When there are lawyers involved, how can it affect the mediation process and mediations in general? You might guess that when one or both sides bring an attorney to a mediation, the process would become more contentious and adversarial, with impasse more likely, than if the parties worked solely with a mediator.
That conventional wisdom is contradicted by negotiation research by professors Jean Poitras of HEC Montréal; Arnaud Stimec of the Université de Nantes, France; and Jean Francois Roberge of the Université de Sherbrooke in Canada. In a study of conflict management and workplace disputes handled by a professional mediator in Québec, Canada, mediations conducted with attorneys present were just as likely to be settled as were those without attorneys present. More good news: the presence of attorneys didn’t significantly slow down the mediation process, affect how fair parties viewed the process to be, or alter how satisfied they were with the negotiated agreement.

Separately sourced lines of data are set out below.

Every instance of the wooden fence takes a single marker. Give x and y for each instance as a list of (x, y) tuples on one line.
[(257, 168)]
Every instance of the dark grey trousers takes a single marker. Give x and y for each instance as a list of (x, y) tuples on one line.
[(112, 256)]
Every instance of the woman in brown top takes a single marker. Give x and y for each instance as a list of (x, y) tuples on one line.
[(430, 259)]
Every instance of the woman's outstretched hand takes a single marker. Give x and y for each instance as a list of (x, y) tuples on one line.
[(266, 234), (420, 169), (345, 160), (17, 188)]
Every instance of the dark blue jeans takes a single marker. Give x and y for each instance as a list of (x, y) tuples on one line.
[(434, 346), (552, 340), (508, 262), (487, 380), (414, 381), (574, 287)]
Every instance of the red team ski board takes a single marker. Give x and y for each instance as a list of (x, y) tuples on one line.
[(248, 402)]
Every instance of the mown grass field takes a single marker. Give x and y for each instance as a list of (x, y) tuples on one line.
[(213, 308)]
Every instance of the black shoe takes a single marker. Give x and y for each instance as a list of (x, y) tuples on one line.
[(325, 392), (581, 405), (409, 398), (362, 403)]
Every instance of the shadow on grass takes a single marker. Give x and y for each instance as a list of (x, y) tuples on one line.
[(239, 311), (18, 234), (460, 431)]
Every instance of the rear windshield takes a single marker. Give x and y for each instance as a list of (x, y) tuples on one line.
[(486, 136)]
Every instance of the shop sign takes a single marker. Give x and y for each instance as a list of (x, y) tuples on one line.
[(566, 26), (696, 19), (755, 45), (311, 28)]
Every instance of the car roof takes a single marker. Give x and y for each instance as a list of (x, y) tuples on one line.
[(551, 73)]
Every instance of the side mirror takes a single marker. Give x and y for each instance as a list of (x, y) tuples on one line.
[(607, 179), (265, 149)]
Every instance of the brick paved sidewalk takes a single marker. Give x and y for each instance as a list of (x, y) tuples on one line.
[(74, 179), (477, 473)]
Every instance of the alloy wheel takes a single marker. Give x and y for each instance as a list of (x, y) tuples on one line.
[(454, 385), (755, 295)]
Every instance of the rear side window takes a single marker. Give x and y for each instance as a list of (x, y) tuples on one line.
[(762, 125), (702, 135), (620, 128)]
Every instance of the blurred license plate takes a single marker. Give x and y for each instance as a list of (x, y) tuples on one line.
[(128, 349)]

The Process of Mediation Changes with Lawyers Present
A couple of difference did emerge.
First, when attorneys were present, parties viewed their mediators to be somewhat less useful.
Second, parties were less likely to reconcile with each other when attorneys were present.
Overall, though, the study finds some evidence that lawyers, contrary to their reputation, do not obstruct agreement in mediation.
Do you have experience with the mediation process? Leave us a comment.
Negotiation Research Resource: “The Negative Impact of Attorneys on Mediation Outcomes: A Myth or Reality?” by Jean Poitras, Arnaud Stimec, and Jean-Francois Roberge. Negotiation Journal, 2010.
Related Mediation Article: Negotiating a More Satisfactory Divorce – Among the most contentious disputes conflict management specialists such as mediators face is a divorce mediation session. Issues are typically fraught with emotion and reaching negotiated agreements is often difficult. Dividing marital property, determining spousal support, and child visitation rights are just some of the areas of contention that mediators involved in divorce negotiations will have to tackle. Given the antagonistic nature of such a mediation, how do mediated divorce settlements compare with those imposed by judges in court? Negotiation research from Rachid Baitar of the Catholic University of Leuven and Ghent University in Belgium examined settlements in divorce cases that were handled by mediators compared with those handled by lawyers.
Adapted from “Should You Bring Your Lawyer,” first published in the Negotiation newsletter, April 2010.
Originally published in 2012.
Fascinating that research concludes that the presence of lawyers does not affect whether ‘settlement’ is reached……so what purpose is there in having them in the room? Being present for the hours they are there must cost a fortune for the parties and so if settlement is just as likely with or without them…..?
Interesting also that little ‘weight’ seems to be given to the fact that parties are less likely to reconcile with each other when attorneys are present…….so the sustainability of the resolution is less with them present as if they have not reconciled with each other as much as they would without lawyers, they are more likely to fall out again. Love the spin on this article to continue to try to justify the presence of lawyers in mediations. But we see through you….oh yes!
Alan, perhaps the fact that the parties choose to have attorneys present says something about the level of trust in the room. If that level is lower, isn’t it likely that the chances of reconciliation are also lower?
Since this study was conducted in Canada, I can only speak of my experiences in the USA that are mixed. My further answer is “it depends” upon many circumstances vis-a-vis the mediation outcome with attorneys present. If the attorneys are cooperative and assist the mediator to facilitate a mutually agreed upon outcome, then I welcome their engagement in the ADR process. If not, and the attorneys plan to follow an “adversarial mediation” strategy with the attendant tactics then I do not welcome their involvement. Rather I state the rules of engagement at the outset of the session to respect the facilitative ADR process and to defer from presenting legal positioning or arguments.
Since mediation is strickly a negotiation between two parties who may or may not know the law sometimes legal ease can create problems by addressing legal issues in the mediation it can scare a participant may be in a good way or bad. I have found not using legal jargon helped me settle my cases easier when dealing with not legal participants. Sometimes a lawyer interjecting laws into the negotiation clouds the water and confuses the participants.